Treatment with a β-2-adrenoceptor agonist stimulates glucose uptake in skeletal muscle and improves glucose homeostasis, insulin resistance and hepatic steatosis in mice with diet-induced obesity.

Diabetologia 2020 08 29;63(8):1603-1615. Epub 2020 May 29.

Department of Molecular Biosciences, the Wenner-Gren Institute, Stockholm University, Svante Arrhenius väg 20B, Arrhenius laboratories F3, 10691, Stockholm, Sweden.

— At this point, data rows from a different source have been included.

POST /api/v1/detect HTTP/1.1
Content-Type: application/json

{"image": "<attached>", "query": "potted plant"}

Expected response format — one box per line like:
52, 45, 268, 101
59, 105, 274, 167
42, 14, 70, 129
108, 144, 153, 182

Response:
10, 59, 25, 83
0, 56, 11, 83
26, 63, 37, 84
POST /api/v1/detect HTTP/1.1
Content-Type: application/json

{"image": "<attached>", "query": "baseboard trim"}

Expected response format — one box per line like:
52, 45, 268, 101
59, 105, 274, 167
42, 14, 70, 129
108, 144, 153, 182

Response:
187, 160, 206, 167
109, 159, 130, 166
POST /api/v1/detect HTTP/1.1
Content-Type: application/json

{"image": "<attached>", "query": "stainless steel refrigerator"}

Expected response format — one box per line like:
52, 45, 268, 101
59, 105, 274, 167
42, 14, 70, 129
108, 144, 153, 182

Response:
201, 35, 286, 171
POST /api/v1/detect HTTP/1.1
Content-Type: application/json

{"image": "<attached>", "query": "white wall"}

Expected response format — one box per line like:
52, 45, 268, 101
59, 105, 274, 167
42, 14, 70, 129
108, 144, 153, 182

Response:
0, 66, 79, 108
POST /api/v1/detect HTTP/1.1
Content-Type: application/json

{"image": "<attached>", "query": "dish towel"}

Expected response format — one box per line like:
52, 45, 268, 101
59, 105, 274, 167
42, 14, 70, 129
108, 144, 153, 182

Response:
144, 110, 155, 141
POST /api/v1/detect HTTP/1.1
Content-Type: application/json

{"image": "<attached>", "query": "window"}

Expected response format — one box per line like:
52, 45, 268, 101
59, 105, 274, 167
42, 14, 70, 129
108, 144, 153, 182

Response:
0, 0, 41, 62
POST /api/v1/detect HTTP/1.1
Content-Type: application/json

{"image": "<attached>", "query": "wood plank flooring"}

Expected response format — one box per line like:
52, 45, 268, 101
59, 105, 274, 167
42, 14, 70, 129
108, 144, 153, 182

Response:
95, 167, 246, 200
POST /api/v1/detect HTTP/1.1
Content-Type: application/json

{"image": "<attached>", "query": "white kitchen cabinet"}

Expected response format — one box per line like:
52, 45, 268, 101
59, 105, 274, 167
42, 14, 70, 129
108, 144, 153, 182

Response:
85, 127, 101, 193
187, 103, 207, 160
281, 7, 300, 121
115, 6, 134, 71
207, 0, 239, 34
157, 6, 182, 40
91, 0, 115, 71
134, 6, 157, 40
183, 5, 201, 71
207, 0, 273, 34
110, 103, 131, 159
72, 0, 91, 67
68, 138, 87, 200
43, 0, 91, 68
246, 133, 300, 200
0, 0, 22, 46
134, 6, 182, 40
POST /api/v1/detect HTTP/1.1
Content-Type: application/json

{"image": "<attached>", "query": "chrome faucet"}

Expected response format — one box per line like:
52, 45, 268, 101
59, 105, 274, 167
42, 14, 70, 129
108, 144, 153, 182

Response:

Aims/hypothesis: Chronic stimulation of β-adrenoceptors, opposite to acute treatment, was reported to reduce blood glucose levels, as well as to improve glucose and insulin tolerance in rodent models of diabetes by essentially unknown mechanisms. We recently described a novel pathway that mediates glucose uptake in skeletal muscle cells via stimulation of β-adrenoceptors. In the current study we further explored the potential therapeutic relevance of β-adrenoceptor stimulation to improve glucose homeostasis and the mechanisms responsible for the effect.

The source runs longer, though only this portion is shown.